Director David Green and writer Henry Gayden get so caught up in making their love letter to the aforementioned films that they lose sight of what made those features so endearing: realistic, likable characters having honest reactions to extraordinary situations.

In fact, the movie can't even get reactions to (mostly) non-alien situations right. For example, when Echo's version of Elle Fanning from Super 8 enters her bedroom, she finds that not only have the three leads broken in, they've made a complete mess with the help of the alien chittering away inside their backpack. Instead of panicking, calling for her parents or demanding to know what the hell is going on in a convincing way, she insists on accompanying these three kids with whom she seemingly has no real relationship.



The problem with putting Echo through the found-footage lens is that the format inherently draws a greater level of scrutiny to the choices the characters make, as the audience is at ground level with them. Films like Cloverfield and Chronicle compensate for that by endowing their “ordinary” characters with an emotional consistency in response to the “only in a movie” events that unfold around them. Echo can’t be bothered with such things, as it’s seemingly more concerned with hitting all the movies on its checklist than creating a film worth caring about.

These observations may seem harsh, or nitpicky, for a kids’ movie. However, the film invites that, and continues this summer’s apparent mandate to deliver stories and characters that are easy for audiences to dismiss.

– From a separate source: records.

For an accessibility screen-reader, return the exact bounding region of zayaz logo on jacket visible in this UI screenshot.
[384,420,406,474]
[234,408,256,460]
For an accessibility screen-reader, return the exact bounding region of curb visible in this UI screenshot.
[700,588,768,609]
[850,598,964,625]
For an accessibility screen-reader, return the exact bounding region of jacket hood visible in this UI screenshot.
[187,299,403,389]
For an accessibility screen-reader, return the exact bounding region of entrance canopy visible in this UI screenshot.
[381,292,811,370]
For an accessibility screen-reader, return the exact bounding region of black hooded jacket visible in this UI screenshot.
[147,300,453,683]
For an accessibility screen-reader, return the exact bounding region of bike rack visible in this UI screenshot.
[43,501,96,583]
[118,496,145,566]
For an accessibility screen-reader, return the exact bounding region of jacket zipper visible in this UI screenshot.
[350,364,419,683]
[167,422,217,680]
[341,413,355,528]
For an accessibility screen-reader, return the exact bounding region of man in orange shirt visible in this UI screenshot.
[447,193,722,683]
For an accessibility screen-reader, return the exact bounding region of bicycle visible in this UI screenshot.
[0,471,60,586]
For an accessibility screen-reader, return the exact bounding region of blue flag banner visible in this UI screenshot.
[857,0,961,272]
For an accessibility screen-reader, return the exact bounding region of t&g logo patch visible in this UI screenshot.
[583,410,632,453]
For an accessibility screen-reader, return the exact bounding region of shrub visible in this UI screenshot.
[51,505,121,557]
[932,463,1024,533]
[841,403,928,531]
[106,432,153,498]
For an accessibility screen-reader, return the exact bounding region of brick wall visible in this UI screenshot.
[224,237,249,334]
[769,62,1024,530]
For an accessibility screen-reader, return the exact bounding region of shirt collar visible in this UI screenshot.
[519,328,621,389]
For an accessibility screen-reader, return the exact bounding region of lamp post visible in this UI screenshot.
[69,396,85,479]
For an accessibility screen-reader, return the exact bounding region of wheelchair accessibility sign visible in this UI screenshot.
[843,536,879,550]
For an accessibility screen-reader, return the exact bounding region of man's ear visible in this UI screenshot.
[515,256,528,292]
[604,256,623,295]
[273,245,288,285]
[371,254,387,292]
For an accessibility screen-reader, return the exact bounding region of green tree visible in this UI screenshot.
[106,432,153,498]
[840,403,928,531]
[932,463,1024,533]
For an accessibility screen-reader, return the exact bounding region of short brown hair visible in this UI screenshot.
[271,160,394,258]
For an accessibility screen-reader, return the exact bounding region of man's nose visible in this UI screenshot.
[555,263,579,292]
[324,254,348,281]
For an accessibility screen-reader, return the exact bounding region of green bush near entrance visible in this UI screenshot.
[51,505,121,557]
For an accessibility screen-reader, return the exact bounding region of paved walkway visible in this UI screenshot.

Even in a movie about aliens that can disassemble objects at will, characters have to realistically orient themselves to the craziness in their world -- or at the very least, fake it well enough that viewers can’t tell because they’re so invested in the people onscreen. Otherwise, all you get is a new take on a familiar idea that lacks anything worth latching onto outside of your arm rests in frustration.

What you get is a movie like this one.

Earth to Echo opens Wednesday nationwide.